Step 3: Install Local Seismic Monitoring Arrays
Potentially active faults that might cause large and damaging earthquakes should be identifiable during the site characterization phase of permitting potential injection wells. Because smaller faults can escape detection, seismic monitoring arrays should be deployed in the vicinity of injection wells when there is a cause for concern that injection might trigger seismicity.
The locations and magnitudes of naturally occurring earthquakes are routinely determined on a real-time basis in numerous seismically active regions around the world. The instrumentation, data telemetry and analysis techniques used to accomplish this monitoring are well developed and easily implemented at relatively low cost. By supplementing regional networks with local seismic arrays near injection wells, accurate locations of earthquakes that might be triggered by injection can be used to determine the locations and orientations of the causative faults.
Although small faults cannot cause large earthquakes, even small earthquakes felt by the public will be a cause for concern and should be monitored.
Step 4: Establish Modification Protocols in Advance
Following precedents established to deal with earthquakes triggered during the development of enhanced geothermal systems, operators and regulators should jointly establish operational protocols for injection sites located in areas where there is concern about the potential for triggered seismicity. These protocols are sometimes referred to as “traffic light” systems.

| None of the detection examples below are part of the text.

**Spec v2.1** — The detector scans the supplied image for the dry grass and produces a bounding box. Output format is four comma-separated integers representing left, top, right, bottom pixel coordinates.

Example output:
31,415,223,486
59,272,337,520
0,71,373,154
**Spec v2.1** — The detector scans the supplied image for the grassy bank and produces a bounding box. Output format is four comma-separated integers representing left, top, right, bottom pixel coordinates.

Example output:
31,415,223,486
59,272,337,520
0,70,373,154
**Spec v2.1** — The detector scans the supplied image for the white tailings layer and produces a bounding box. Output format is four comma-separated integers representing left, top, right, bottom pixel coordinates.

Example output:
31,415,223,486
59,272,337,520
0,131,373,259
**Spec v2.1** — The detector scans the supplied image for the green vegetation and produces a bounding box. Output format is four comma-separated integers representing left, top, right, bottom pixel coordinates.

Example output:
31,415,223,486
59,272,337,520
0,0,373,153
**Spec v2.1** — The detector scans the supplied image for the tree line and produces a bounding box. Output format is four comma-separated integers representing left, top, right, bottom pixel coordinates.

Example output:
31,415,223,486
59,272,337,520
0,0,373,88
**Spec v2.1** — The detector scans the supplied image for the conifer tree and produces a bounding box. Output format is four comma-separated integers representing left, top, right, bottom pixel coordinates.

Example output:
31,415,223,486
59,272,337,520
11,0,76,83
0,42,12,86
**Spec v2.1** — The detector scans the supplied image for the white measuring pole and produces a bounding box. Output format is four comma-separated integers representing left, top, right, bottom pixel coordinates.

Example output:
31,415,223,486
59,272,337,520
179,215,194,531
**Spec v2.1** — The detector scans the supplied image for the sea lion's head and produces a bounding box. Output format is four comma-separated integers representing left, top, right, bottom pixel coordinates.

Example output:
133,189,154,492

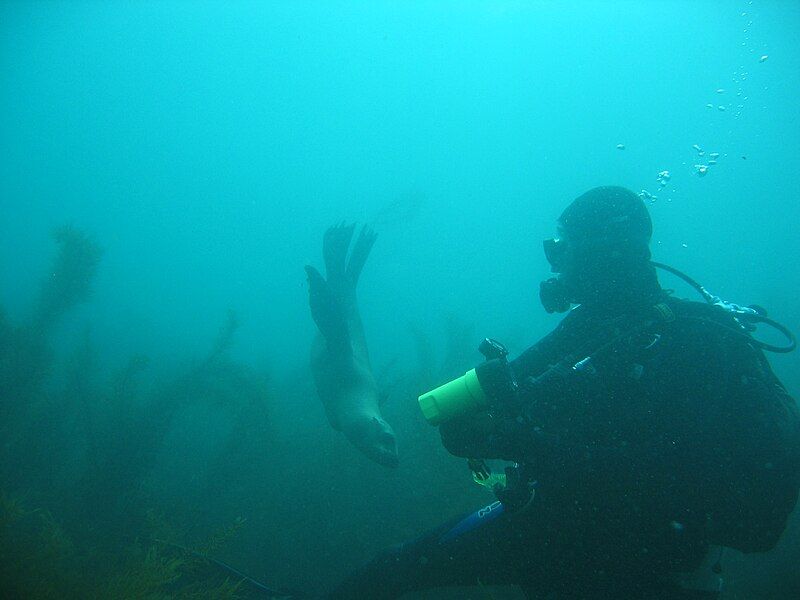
348,417,400,468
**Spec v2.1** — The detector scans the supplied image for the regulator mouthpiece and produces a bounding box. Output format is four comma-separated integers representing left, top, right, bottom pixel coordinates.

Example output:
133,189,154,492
417,369,487,425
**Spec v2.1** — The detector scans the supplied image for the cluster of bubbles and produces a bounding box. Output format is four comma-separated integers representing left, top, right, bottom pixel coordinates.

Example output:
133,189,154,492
616,0,769,213
692,144,719,177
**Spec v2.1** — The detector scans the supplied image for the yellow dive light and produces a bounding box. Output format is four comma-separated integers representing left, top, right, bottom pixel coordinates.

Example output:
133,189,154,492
417,369,487,425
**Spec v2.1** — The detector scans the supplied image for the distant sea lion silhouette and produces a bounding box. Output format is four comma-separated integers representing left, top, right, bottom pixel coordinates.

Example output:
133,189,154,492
305,224,398,467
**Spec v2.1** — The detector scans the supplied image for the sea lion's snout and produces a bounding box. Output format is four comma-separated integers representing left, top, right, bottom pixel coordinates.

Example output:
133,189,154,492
351,417,400,468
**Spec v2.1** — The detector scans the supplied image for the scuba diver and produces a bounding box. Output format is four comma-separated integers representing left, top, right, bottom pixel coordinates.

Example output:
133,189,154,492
326,186,800,599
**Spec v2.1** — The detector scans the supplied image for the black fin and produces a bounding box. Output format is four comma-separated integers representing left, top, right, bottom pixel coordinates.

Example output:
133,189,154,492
347,225,378,286
306,265,352,354
322,223,355,287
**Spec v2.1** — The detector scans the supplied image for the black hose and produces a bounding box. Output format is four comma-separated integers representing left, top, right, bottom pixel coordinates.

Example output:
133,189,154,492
650,261,797,354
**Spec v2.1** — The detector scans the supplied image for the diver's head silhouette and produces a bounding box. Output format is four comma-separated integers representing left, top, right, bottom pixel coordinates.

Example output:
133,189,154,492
541,186,657,312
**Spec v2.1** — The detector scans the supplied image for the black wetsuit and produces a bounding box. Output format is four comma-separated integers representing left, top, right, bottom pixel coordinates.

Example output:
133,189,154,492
331,295,800,599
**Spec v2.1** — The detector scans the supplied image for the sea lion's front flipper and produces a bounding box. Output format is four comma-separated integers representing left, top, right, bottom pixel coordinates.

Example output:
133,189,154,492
306,265,353,357
322,223,355,288
347,225,378,286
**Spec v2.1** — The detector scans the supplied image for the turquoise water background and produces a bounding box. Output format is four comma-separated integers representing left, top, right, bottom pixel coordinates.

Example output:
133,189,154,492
0,0,800,596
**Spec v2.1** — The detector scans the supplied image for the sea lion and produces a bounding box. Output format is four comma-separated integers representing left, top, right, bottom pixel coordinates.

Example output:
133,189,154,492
305,224,398,467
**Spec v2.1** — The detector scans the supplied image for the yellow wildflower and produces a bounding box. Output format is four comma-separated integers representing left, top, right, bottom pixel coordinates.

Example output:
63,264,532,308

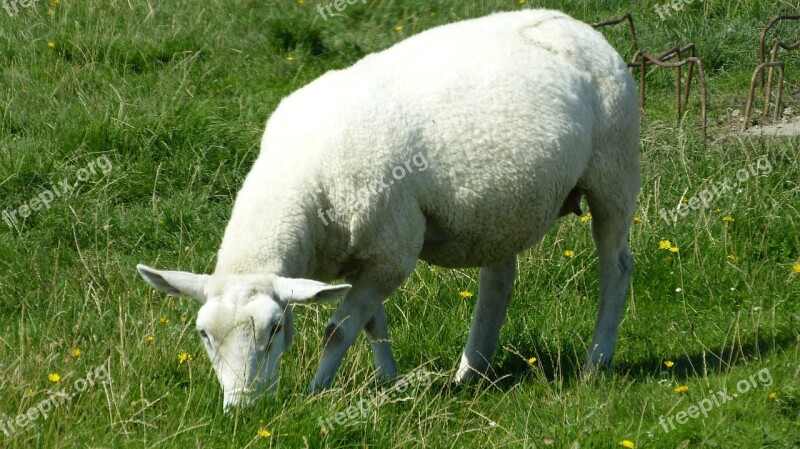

Green means go: Once operational protocols and local seismic networks are in place and injection begins at agreed-upon rates, operators would have a green light to continue unless earthquakes begin to occur that appear to be related to injection. The occurrence of seismicity would be a cautionary yellow light. Once seismicity occurs, operators would slow injection rates and study the relationship between the seismicity and injection. Should seismicity cease, operations could potentially continue at reduced injection rates. In fact, it was demonstrated 40 years ago at Rangely that earthquakes could be turned on and off by modulating the injection rate and resultant increase in pore pressure at depth. With such protocols in place, the potential occurrence and associated response to triggered seismicity are pre-defined and known to all parties.
Step 5: Be Prepared to Alter Plans or Abandon Wells
In the same way that it’s important to plan for the possibility of triggered seismicity in advance, we have to be prepared to reduce injection rates, or even abandon wells if triggered seismicity cannot be stopped by limiting injection rates. That would be the red traffic light: Seismicity has been detected that appears to be associated with a fault potentially capable of producing a moderate-sized earthquake. In the case of the Arkansas triggered earthquakes, as well as a series of quakes thought to have been caused by wastewater injection in the Barnett Shale in Texas near the Dallas-Fort Worth metro area in 2008, the seismicity abated once injection in the problematic wells was terminated.
Overall, it is important for the public to recognize that the risks posed by injection of wastewater are extremely low. In addition, the risks can be minimized further through proper study and planning prior to injection, careful monitoring in areas where there is a possibility that seismicity might be triggered, and operators and regulators taking a proactive response if triggered seismicity were to occur.